Recently, the Legunsen signed a Memorandum of Understanding with an insurance firm to cover the whole or a part of the risk of a person incurring medical expenses, spreading the risk over a large number of persons. By estimating the overall risk of health care and health system expenses over the risk pool, an insurer can develop a routine finance structure, such as a monthly premium or payroll tax, to provide the money to pay for the health care benefits specified in the insurance agreement.

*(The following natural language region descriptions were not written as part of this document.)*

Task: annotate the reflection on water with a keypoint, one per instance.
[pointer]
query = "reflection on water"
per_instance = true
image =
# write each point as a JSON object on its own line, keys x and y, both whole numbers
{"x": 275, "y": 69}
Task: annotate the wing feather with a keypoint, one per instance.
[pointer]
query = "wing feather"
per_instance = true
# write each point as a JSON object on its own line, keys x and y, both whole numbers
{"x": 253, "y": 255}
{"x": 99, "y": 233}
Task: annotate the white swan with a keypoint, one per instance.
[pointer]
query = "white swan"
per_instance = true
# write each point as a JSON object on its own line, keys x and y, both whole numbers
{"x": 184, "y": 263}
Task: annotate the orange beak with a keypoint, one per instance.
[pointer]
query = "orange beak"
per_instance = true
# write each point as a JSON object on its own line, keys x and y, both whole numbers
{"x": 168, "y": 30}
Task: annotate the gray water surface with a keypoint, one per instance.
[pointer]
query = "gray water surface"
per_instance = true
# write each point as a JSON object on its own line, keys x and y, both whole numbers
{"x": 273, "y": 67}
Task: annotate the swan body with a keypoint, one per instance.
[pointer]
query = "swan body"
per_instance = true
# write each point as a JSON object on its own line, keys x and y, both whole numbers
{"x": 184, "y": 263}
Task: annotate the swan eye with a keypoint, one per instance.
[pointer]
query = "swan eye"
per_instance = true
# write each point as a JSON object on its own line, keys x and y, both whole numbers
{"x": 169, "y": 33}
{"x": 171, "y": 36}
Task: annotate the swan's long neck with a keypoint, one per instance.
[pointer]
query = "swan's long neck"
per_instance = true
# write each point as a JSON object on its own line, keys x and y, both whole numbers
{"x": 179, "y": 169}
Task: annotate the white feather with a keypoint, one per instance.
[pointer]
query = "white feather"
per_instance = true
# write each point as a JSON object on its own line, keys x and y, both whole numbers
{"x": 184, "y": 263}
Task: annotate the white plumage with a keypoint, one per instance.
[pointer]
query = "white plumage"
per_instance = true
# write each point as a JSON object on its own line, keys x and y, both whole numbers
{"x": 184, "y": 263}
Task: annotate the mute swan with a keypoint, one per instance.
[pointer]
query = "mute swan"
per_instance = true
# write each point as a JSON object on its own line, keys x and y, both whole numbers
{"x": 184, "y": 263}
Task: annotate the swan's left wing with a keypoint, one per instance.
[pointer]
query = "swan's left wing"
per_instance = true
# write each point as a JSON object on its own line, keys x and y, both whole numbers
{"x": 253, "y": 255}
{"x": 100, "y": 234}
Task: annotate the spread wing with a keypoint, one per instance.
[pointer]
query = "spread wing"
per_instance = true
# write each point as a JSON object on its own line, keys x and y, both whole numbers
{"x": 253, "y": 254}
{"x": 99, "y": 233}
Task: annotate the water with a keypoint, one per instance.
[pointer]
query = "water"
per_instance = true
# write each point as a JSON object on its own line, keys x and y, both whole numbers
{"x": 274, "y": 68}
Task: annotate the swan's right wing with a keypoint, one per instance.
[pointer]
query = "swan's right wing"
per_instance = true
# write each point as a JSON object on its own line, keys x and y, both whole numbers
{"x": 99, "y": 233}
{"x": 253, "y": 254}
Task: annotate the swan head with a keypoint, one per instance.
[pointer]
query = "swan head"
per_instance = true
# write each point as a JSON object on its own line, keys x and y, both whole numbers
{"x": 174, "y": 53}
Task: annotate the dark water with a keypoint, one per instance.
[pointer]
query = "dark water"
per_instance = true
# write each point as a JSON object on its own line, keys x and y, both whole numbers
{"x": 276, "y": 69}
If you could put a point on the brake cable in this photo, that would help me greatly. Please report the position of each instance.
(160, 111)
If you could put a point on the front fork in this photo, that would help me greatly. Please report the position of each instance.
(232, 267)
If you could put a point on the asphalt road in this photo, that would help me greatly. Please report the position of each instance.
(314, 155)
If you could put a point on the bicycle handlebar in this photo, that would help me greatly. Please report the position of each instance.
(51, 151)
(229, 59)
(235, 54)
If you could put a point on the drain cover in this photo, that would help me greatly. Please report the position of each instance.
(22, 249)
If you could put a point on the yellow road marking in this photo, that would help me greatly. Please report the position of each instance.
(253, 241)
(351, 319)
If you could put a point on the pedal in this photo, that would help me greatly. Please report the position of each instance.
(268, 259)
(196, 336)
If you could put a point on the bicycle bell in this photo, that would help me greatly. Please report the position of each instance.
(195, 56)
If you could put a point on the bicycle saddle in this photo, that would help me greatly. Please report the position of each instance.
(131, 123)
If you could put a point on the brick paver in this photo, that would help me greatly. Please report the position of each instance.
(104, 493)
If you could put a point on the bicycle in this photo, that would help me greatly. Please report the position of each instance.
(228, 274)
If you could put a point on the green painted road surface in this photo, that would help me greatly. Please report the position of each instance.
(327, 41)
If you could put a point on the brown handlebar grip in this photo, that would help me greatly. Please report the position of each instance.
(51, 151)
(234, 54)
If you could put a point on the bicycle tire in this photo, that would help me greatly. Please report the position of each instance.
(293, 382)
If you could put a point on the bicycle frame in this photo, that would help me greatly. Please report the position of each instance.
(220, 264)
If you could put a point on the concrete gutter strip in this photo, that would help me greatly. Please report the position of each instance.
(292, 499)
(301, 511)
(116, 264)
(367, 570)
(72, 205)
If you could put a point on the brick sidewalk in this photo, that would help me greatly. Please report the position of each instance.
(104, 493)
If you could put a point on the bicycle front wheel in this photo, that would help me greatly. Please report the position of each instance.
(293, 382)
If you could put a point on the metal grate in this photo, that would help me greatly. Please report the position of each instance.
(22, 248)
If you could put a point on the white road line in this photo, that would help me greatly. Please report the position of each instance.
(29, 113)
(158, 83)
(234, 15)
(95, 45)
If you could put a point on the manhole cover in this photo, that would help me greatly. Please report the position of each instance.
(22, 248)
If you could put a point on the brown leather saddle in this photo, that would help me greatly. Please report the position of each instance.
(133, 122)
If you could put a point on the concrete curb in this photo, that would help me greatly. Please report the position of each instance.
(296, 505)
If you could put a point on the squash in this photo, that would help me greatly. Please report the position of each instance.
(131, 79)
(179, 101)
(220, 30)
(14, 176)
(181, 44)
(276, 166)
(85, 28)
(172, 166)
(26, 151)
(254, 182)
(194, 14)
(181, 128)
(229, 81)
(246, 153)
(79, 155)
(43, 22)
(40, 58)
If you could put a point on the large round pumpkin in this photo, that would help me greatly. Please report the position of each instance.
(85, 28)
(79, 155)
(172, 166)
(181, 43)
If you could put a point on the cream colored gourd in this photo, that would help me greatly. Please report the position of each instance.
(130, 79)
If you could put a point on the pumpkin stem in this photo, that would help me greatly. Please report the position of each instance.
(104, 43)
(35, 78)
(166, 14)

“You know, in insurance agencies, they don’t pay salaries, they pay based on commission. That’s what we are talking about. By the time that you know that you, doctor xyz treats 50 patients a day, you make N50,000, and then the day you treat three you get N3,000 and so on, you can’t say you want to go on strike,” he said. “Anybody who subscribes to the scheme will be treated anywhere. All that is needed is prompt communication.”

He does not even mind if the person uses traditional medicine practitioner. “We know the standards, so, by the time we roll out, people will know what to do and what not. By the time people know, it’s they who will say this is person I know can treat me. What government is trying to is to we should have standard. It’s the subscribers’ choice to determine where they go for treatment.”